We are proud that East Anglia is buzzing with distinguished authors.
Here are a few suggestions of their books to enjoy.
In a luxury lodge on Botswana’s sunny plains four friends, once known as the Wild Girls, reunite for a birthday celebration. Arriving at the lodge a feeling of unease settles over them. There’s no sign of the promised party. There is no phone signal. They’re alone, in the wild. Phoebe Morgan’s latest book is an atmospheric thriller of secrets, lies and betrayals. Phoebe ran a "how to get published" workshop at our 2019 Festival.
Howard and Kitty have moved to Lodeshill from London; now their marriage is wordlessly falling apart. Jamie has lived in the village all his life and dreams of leaving it, while Jack, a vagrant farm-worker arrives in the village, bringing change. All four of them are struggling to find a life in the modern countryside.
At Hawthorn Time, shortlisted for the Costa Novel Award 2015 is a heartbreaking exploration of love, land and loss.
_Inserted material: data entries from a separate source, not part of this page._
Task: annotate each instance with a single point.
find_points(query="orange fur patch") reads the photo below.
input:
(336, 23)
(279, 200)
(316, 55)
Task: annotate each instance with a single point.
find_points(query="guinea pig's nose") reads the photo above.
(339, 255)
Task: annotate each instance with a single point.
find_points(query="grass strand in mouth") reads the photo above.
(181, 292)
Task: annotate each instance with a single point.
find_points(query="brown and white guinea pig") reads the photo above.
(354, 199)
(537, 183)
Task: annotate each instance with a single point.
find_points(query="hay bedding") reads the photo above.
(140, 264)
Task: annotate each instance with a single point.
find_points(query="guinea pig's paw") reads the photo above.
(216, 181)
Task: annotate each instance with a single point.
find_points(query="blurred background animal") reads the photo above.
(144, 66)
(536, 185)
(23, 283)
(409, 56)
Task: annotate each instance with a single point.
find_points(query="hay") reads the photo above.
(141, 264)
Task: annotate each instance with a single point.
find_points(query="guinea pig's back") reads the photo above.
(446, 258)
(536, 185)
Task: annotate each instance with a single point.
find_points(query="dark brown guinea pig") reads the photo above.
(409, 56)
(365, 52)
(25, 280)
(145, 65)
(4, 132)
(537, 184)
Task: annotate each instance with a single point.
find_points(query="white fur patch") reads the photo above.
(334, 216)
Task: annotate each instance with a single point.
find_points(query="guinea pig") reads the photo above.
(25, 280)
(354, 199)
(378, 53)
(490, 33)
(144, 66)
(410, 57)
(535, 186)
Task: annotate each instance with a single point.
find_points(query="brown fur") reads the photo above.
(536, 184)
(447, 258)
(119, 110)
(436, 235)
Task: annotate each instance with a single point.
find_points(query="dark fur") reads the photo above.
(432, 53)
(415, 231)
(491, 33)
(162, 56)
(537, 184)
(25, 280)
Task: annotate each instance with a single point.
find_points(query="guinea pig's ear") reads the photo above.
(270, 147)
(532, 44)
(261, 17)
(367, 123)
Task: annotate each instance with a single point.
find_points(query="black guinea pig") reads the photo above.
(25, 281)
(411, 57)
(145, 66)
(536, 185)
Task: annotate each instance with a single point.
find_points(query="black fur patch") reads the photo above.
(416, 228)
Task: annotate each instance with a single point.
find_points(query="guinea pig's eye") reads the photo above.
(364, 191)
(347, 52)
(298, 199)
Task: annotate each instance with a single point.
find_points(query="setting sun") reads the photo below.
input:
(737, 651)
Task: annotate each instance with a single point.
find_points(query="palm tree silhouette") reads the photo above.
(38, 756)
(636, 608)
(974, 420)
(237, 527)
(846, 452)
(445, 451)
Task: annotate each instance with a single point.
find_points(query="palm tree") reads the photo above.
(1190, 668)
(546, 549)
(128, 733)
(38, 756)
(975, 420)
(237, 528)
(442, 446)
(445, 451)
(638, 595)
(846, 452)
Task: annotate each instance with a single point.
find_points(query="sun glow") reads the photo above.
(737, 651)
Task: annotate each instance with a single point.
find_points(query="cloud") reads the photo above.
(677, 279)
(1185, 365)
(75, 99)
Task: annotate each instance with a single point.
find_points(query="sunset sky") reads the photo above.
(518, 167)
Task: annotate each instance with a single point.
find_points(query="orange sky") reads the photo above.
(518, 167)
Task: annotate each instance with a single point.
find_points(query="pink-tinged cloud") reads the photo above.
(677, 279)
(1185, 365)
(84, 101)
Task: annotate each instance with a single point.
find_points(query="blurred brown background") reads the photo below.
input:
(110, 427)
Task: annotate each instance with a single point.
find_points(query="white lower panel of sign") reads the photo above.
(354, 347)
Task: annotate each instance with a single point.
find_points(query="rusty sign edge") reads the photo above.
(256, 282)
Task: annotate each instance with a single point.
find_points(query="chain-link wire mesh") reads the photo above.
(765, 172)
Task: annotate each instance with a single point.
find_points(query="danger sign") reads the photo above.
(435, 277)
In 1649, Jan Brunt, a Dutchman, arrives in England to work on draining the Great Level, an expanse of marsh in the fen country. Here he meets Eliza, whose love overturns his ordered vision and whose act of resistance forces him to see the world differently. Jan flees to the New World, where the spirit of avarice is raging. One spring morning a boy delivers a note that prompts him to remember the fens, and confront all that was lost there.
In At the Field's Edge: Adrian Bell And The English Countryside, Richard Hawking brings Adrian Bell’s prescient, beautifully written, and still timely observations about the ecology, economy and culture of the British countryside to a new generation of readers. Largely neglected, Bell’s voice is one we should listen to, coming from one of our greatest writers about farming and rural life. If we pause at the field’s edge with him for a moment, we get a lesson in aesthetic appreciation and about what is disappearing from the countryside.
Before handbags there were tie-on pockets where women carried pencils, thimbles or a lover's picture. Barbara Burman and Ariane Fennetaux have researched the story of this essential accessory of 18th and 19th century life in museums and private collections, letters, accounts of court cases and newspaper advertisements. Pockets were worn by duchesses and country gentry, prostitutes and washerwomen, and immortalised in a children's nursery rhyme.
Kate Keeling moves to Haverscroft House in an attempt to salvage her marriage but Haverscroft’s dark secrets will drive her to question her sanity and her husband, and fatally engulf her family unless she can stop the past repeating itself. In this modern gothic tale, S.A. Harris plays on the expectations of the role of women, the manipulation of their mental health and the risks they will take for their children. It will grip you from the start, and keep you guessing till the end!
In this biography of Eglantine Jebb, Clare Mulley, who has been a frequent speaker at our festival, tells the story of a woman who, though not particularly fond of children herself, nevertheless dedicated her life to establishing Save the Children. Eglantyne Jebb was a brilliant, charismatic, and passionate woman, who moved between drawing-rooms and war zones and was not afraid to defy the law.
Under tennis courts in the ruins of a great abbey archaeologists find the remains of St. Edmund, once venerated as England’s patron saint. Politicians, archaeologists and a reclusive monk all get involved, with St. Edmund himself looking on. Simon Edge mixes ancient and modern, poking fun at Westminster culture and religious cults in a beguiling comedy.
From Liz Trenow, best-selling author of The Last Telegram and The Silk Weaver, comes The Secrets of the Lake (May 2021) inspired by her Suffolk roots and the mysterious local legend of the Wormingford. The novel features a young woman in the 1950s, exploring how traumas of war reverberate through succeeding generations and how a community is rocked by the disappearance of a young Down’s Syndrome boy.